A Surrogate-Assisted Variable Grouping Algorithm for General Large Scale Global Optimization Problems
This addresses a key bottleneck in optimization for researchers and practitioners dealing with high-dimensional problems, though it is an incremental improvement over existing decomposition methods.
The authors tackled the problem of decomposing large-scale global optimization problems for cooperative coevolution, proposing a surrogate-assisted variable grouping algorithm that reduces fitness evaluations and improves accuracy. Experimental results on benchmark functions up to 2000 dimensions show SVG has broader applicability and competitive efficiency compared to six state-of-the-art methods.

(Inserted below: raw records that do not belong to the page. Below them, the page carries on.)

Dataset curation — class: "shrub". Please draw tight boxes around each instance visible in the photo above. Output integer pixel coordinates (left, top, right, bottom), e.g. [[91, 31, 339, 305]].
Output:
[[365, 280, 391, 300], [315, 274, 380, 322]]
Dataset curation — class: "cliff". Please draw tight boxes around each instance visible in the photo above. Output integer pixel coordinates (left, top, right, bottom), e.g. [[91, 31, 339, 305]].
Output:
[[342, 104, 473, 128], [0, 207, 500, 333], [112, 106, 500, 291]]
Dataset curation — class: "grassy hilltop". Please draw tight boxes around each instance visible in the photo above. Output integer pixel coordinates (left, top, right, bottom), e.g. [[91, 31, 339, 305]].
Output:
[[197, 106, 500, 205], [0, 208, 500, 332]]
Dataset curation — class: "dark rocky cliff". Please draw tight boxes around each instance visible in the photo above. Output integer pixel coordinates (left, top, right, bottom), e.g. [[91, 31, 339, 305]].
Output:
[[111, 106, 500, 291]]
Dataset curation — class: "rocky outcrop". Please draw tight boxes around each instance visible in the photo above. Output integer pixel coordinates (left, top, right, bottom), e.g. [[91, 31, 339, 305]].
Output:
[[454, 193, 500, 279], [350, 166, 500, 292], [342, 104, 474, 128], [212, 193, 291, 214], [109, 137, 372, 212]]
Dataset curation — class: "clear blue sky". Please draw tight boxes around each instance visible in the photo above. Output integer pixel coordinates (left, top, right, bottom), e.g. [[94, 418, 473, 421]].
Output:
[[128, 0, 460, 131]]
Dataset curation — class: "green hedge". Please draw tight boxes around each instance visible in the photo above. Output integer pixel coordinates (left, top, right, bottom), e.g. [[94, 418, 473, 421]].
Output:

Problem decomposition plays a vital role when applying cooperative coevolution (CC) to large scale global optimization problems. However, most learning-based decomposition algorithms either only apply to additively separable problems or face the issue of false separability detections. Directing against these limitations, this study proposes a novel decomposition algorithm called surrogate-assisted variable grouping (SVG). SVG first designs a general-separability-oriented detection criterion according to whether the optimum of a variable changes with other variables. This criterion is consistent with the separability definition and thus endows SVG with broad applicability and high accuracy. To reduce the fitness evaluation requirement, SVG seeks the optimum of a variable with the help of a surrogate model rather than the original expensive high-dimensional model. Moreover, it converts the variable grouping process into a dynamic-binary-tree search one, which facilitates reutilizing historical separability detection information and thus reducing detection times. To evaluate the performance of SVG, a suite of benchmark functions with up to 2000 dimensions, including additively and non-additively separable ones, were designed. Experimental results on these functions indicate that, compared with six state-of-the-art decomposition algorithms, SVG possesses broader applicability and competitive efficiency. Furthermore, it can significantly enhance the optimization performance of CC.